The stochastic model is modified from the ODEs with the theory of chemical Langevin equation (CLE) (Gillespie, 2000). The derivative of nucleus Rtg1/3p is composed of the drifting term from the deterministic model, and the diffusion term caused by the Brownian motion. The process is described with the stochastic differential equation in Equation 85.

$$d{\left[Rtg{13}_n\right]}_t=\underset{\text{Drifting}}{\underbrace{\sum _{r=1}^R{S}_r{f}_r\left({\left[Rtg{13}_n\right]}_t\right)dt}}+\underset{\text{Diffusion}}{\underbrace{\sqrt{\sum _{r=1}^R{S}_r^2{f}_r\left({\left[Rtg{13}_n\right]}_t\right)}dW}}$$ (Equation 85)

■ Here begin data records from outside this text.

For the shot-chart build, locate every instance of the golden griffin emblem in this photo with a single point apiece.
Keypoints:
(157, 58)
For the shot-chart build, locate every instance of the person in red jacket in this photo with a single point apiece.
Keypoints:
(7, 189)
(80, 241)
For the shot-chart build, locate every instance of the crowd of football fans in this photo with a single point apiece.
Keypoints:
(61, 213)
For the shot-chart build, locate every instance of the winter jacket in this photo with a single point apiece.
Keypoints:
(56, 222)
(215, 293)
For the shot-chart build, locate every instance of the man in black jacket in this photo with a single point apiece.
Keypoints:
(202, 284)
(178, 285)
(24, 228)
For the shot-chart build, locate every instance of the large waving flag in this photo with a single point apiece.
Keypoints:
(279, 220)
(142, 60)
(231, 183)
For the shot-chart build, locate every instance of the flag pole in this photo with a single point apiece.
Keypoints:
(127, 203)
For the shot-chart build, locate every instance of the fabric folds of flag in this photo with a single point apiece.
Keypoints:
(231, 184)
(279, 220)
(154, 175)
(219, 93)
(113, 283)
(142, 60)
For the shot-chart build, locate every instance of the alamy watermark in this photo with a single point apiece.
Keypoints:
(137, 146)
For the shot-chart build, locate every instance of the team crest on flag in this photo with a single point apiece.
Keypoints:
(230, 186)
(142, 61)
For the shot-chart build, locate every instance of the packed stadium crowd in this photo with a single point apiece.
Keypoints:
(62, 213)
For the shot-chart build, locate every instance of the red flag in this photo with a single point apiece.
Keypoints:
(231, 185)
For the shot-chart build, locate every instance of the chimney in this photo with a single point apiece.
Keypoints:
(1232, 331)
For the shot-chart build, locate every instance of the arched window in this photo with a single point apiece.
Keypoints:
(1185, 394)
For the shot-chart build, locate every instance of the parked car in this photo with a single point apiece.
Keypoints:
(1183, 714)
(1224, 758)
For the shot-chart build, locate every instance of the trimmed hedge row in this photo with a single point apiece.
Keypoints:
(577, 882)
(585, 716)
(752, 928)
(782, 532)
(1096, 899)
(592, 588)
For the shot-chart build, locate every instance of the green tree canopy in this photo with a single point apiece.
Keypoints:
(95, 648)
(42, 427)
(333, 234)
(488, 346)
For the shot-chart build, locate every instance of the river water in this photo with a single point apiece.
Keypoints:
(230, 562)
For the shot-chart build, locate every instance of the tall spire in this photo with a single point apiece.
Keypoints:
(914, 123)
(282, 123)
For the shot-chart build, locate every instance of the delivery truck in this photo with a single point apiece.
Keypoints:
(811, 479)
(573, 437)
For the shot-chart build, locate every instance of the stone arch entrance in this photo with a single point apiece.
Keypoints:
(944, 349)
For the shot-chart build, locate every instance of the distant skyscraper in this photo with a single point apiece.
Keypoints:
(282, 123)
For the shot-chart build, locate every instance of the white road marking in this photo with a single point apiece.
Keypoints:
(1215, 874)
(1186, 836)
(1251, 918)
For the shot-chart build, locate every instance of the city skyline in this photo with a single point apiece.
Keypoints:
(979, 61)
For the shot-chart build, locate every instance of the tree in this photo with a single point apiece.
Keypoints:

where $f_r$ is the propensity of $r^{th}$ reaction, $S_r$ the net change of the reaction $r$, and $dW$ represents the Wiener process (Schnoerr et al., 2014).

The CLE was solved using the Euler-Maruyama method with adaptive time stepping, and simulated for 100 s. Further, the time series simulation was used to derive the likelihood of the output state with kernel density estimation as illustrated in Figure 5.

Published: December 22, 2022

Supporting citations

The following reference appears in the supplemental information Delmans and Hemberg, 2016.

Data and code availability

The source code is available at https://github.com/NTUMitoLab/MitoRetroDynamics. All data produced in this study are included in the published article, its supplemental information, or are available from the lead contact upon request. Any additional information required to reanalyze the data reported in this paper is available from the lead contact upon request.